Franz Achleitner[1], Anton Arnold[2] and Dominik Stürzer[3],
Large-time behavior in non-symmetric Fokker-Planck equations
Pages: 1-68
Received: 20 March 2015
Accepted : 6 June 2015
Mathematics Subject Classification (2010): Primary 35Q84, 35H10, 35B20; Secondary 35K10, 35B40, 47D07, 35P99, 47D06.
Keywords: Fokker-Planck equation, hypocoercivity, entropy method, large-time behavior,
spectral gap, sharp decay rate, non-local perturbation, spectral analysis, exponential stability.
Authors addresses:
[1],[2],[3] : Vienna University of Technology, Wiedner Hauptstrasse 8, Vienna, 1040, Austria.
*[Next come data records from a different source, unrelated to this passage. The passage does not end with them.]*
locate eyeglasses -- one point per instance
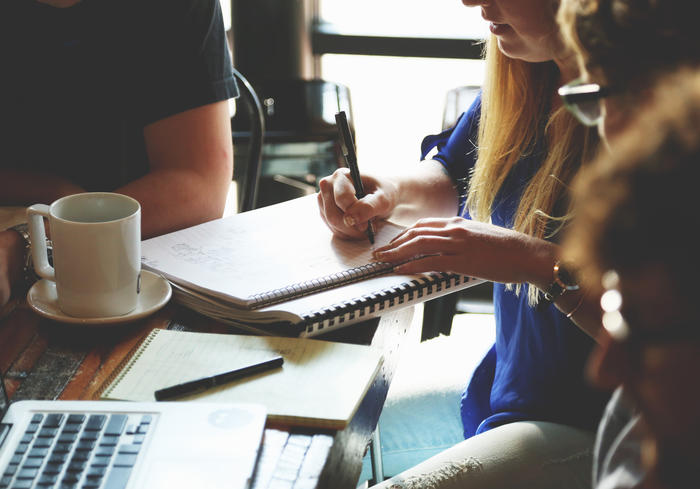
(619, 329)
(583, 100)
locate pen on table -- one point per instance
(205, 383)
(348, 148)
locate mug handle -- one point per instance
(37, 233)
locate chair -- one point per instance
(250, 181)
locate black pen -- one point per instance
(348, 148)
(205, 383)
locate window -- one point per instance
(397, 100)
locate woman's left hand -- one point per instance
(471, 248)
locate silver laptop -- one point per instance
(118, 444)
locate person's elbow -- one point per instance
(216, 182)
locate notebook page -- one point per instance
(222, 257)
(320, 384)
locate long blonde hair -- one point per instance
(516, 114)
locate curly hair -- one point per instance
(635, 205)
(630, 43)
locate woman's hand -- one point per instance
(347, 216)
(471, 248)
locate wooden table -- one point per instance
(43, 359)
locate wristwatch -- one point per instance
(564, 279)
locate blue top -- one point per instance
(535, 370)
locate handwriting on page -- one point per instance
(297, 247)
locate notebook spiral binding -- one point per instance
(369, 304)
(119, 372)
(319, 284)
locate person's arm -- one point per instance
(489, 252)
(423, 190)
(191, 167)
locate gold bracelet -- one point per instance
(580, 301)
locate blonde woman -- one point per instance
(492, 203)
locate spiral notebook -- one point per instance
(280, 270)
(320, 384)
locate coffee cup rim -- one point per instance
(61, 200)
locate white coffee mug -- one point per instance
(96, 238)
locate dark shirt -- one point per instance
(535, 370)
(79, 84)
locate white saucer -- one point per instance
(155, 293)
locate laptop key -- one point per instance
(117, 478)
(27, 473)
(22, 448)
(53, 420)
(95, 472)
(90, 435)
(95, 422)
(116, 424)
(76, 419)
(32, 463)
(101, 461)
(47, 479)
(52, 469)
(22, 484)
(40, 443)
(124, 460)
(47, 432)
(58, 458)
(38, 452)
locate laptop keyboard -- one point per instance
(72, 451)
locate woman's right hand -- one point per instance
(347, 216)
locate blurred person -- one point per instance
(491, 204)
(622, 48)
(633, 234)
(129, 96)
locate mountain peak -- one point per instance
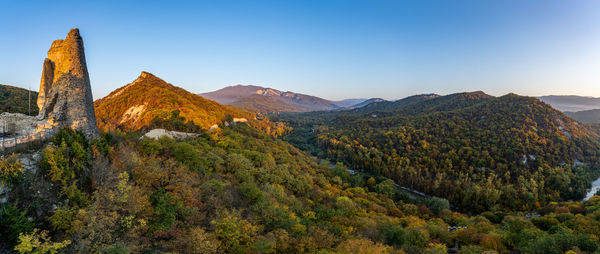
(146, 74)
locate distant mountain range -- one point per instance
(149, 98)
(487, 142)
(580, 108)
(571, 103)
(262, 99)
(268, 99)
(350, 102)
(586, 116)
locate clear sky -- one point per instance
(330, 48)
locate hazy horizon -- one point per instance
(335, 49)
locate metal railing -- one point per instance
(14, 141)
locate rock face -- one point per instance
(65, 96)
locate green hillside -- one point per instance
(480, 152)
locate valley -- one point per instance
(325, 127)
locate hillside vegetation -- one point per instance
(16, 100)
(242, 191)
(480, 152)
(150, 99)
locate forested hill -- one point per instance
(478, 151)
(16, 100)
(149, 101)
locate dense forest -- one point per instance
(480, 152)
(243, 189)
(136, 105)
(240, 190)
(16, 100)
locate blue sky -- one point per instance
(330, 48)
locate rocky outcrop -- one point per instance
(65, 96)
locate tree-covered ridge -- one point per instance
(16, 100)
(149, 98)
(480, 152)
(241, 191)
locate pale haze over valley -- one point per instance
(337, 50)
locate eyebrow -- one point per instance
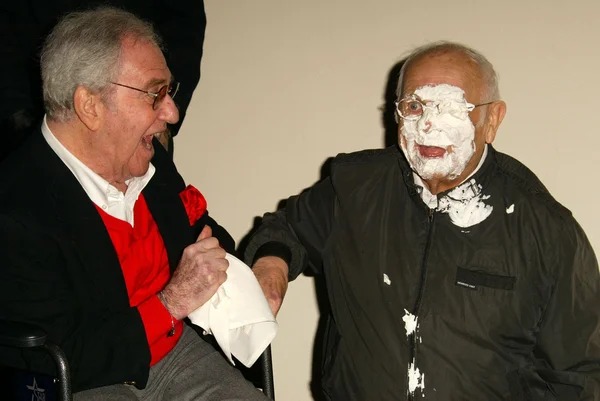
(157, 81)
This research was partially supported by the FWF-doctoral school "Dissipation and dispersion in nonlinear partial differential equations" and INDAM - GNFM from Italy. One author (AA) is grateful to J. Schöberl for very helpful discussions.
Abstract:
We consider three classes of linear non-symmetric Fokker-Planck equations
having a unique steady state
and establish exponential convergence of solutions towards the steady state with explicit (estimates of) decay rates.
First, "hypocoercive" Fokker-Planck equations are degenerate parabolic equations
such that the entropy method to study large-time behavior of solutions has to be modified.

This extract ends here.